Evaluation is conducted across four perspectives. Data analysis quantifies client‑wise feature distribution shifts (KL divergence), label‑topology correlation (multi‑level homophily), and structural statistics (degree, centrality). Effectiveness measures standard task metrics: node classification accuracy/F1, link prediction AUC, modality‑matching AP/AUC, retrieval Recall@K and MRR, and generation quality (BLEU, ROUGE‑L, CIDEr). Robustness tests five perturbations—noise, sparsity, homophily variation, cross‑scenario generalization, and differential privacy enforcement. Efficiency assesses convergence speed, communication volume, FLOPs, and runtime/memory footprints.

Key empirical insights include: (1) Naïve FedAvg degrades performance under Modality‑NonIID; cross‑modal contrastive objectives are essential to reconcile missing modalities. (2) Topology‑Unavailable scenarios benefit from synthetic edge reconstruction, yet incur higher communication costs. (3) Label‑NonIID heterogeneity is mitigated by regularization‑based FL methods (FedProx) and label‑aware weighted aggregation, yielding 3–5 % accuracy gains. (4) Large multimodal encoders achieve the best absolute performance, but lightweight encoder‑GNN combos dramatically reduce FLOPs and bandwidth with only ≤2 % accuracy loss, highlighting practical trade‑offs. (5) Differential privacy can be applied with modest utility loss if privacy budgets are tuned per heterogeneity dimension.
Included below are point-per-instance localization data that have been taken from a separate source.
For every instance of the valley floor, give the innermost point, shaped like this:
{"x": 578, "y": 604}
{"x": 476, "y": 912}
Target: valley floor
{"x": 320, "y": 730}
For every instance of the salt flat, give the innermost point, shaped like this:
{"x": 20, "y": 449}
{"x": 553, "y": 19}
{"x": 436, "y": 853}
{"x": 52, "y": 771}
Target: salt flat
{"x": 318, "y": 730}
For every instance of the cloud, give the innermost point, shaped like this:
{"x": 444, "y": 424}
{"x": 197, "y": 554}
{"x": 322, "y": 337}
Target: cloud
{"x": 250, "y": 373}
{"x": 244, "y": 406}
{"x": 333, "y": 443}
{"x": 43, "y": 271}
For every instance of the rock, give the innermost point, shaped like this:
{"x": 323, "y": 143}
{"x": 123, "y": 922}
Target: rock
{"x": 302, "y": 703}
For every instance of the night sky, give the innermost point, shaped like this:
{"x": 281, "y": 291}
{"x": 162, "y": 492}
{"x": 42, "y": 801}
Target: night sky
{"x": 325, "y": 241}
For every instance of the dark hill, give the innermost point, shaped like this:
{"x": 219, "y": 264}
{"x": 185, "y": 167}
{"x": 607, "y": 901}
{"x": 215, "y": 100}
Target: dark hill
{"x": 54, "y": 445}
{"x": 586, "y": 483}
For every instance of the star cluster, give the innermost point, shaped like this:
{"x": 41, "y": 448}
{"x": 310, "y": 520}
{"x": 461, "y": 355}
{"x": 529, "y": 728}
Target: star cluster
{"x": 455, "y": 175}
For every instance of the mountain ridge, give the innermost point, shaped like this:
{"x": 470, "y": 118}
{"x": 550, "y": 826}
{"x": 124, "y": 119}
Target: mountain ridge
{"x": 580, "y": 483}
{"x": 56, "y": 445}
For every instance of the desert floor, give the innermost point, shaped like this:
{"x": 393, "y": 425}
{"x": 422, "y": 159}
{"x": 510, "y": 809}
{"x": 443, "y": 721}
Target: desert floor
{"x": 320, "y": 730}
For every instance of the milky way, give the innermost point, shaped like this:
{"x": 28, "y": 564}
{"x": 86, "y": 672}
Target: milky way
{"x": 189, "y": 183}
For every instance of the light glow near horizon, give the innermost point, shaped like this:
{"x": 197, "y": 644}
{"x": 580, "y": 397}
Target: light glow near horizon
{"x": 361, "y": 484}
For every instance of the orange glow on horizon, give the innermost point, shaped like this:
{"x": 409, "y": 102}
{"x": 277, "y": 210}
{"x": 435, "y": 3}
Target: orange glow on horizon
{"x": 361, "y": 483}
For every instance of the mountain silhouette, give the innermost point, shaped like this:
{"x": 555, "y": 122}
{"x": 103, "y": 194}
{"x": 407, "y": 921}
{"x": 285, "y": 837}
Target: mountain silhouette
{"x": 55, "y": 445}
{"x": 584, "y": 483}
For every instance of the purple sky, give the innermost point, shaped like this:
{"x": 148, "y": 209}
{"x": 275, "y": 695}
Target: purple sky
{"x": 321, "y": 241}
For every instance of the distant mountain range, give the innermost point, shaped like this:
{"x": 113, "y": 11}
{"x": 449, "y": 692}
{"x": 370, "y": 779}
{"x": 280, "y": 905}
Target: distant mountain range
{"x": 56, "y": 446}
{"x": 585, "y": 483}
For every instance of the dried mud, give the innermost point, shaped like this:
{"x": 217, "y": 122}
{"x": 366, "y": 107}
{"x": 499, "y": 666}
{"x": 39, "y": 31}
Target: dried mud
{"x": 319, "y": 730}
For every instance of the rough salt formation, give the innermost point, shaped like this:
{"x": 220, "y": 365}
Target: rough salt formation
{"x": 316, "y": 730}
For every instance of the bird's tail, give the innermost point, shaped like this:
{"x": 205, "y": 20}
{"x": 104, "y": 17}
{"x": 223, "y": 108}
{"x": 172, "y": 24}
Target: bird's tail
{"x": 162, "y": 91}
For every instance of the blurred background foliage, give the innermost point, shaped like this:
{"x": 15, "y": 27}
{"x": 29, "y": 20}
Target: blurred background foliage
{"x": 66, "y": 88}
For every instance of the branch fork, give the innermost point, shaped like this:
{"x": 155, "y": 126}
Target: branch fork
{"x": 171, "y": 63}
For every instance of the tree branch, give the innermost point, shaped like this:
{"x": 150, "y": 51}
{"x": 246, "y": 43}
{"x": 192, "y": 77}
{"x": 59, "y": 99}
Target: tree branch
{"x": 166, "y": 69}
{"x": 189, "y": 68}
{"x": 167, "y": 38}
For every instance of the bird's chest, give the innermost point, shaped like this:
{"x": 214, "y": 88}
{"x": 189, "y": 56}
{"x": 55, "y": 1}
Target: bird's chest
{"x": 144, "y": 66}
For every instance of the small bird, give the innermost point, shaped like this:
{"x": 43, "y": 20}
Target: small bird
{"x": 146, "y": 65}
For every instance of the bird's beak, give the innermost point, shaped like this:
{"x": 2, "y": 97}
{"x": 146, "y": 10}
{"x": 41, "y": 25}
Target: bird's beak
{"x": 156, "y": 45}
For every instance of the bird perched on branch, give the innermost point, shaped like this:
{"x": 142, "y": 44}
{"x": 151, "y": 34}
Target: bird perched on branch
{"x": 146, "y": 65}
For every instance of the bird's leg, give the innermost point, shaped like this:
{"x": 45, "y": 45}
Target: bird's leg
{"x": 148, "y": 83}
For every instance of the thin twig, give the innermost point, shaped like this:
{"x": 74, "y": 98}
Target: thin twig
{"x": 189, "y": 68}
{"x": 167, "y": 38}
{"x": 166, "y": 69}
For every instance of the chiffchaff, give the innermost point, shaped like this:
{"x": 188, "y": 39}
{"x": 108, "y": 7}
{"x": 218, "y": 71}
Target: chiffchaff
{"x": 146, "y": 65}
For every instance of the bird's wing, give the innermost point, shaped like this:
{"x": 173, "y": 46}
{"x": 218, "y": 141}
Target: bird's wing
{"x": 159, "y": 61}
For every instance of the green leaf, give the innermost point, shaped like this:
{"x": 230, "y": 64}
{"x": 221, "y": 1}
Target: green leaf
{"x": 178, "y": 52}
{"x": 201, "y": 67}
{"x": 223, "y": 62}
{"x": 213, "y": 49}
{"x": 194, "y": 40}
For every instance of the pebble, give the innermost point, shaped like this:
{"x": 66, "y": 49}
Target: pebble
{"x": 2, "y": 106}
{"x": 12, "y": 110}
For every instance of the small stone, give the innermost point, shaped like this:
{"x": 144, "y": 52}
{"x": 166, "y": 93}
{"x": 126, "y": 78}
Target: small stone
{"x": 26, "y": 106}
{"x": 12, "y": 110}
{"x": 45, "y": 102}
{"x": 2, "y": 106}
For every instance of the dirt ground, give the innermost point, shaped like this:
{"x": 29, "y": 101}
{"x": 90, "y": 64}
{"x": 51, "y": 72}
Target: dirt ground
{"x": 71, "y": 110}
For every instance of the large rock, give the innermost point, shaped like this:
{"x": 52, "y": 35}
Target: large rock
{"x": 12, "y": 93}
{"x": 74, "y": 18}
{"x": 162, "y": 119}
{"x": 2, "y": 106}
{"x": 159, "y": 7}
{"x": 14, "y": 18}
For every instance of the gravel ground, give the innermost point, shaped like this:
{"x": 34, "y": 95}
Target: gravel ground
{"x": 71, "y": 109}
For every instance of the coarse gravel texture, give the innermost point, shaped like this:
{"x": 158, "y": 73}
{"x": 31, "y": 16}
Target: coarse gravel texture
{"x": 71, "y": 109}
In sum, MM‑OpenFGL offers a unified, extensible platform for rigorous MMFGL research, bridging the methodological gap between multimodal representation learning and federated optimization. It supplies the community with realistic datasets, systematic simulation of heterogeneity, a rich algorithmic zoo, and multi‑faceted evaluation protocols. The authors release all code, data, and tutorials publicly, lowering the entry barrier for future work. They anticipate that subsequent research will explore modality‑synchronization protocols, topology‑preserving privacy mechanisms, and scalable training of graph‑LLM foundations in federated environments.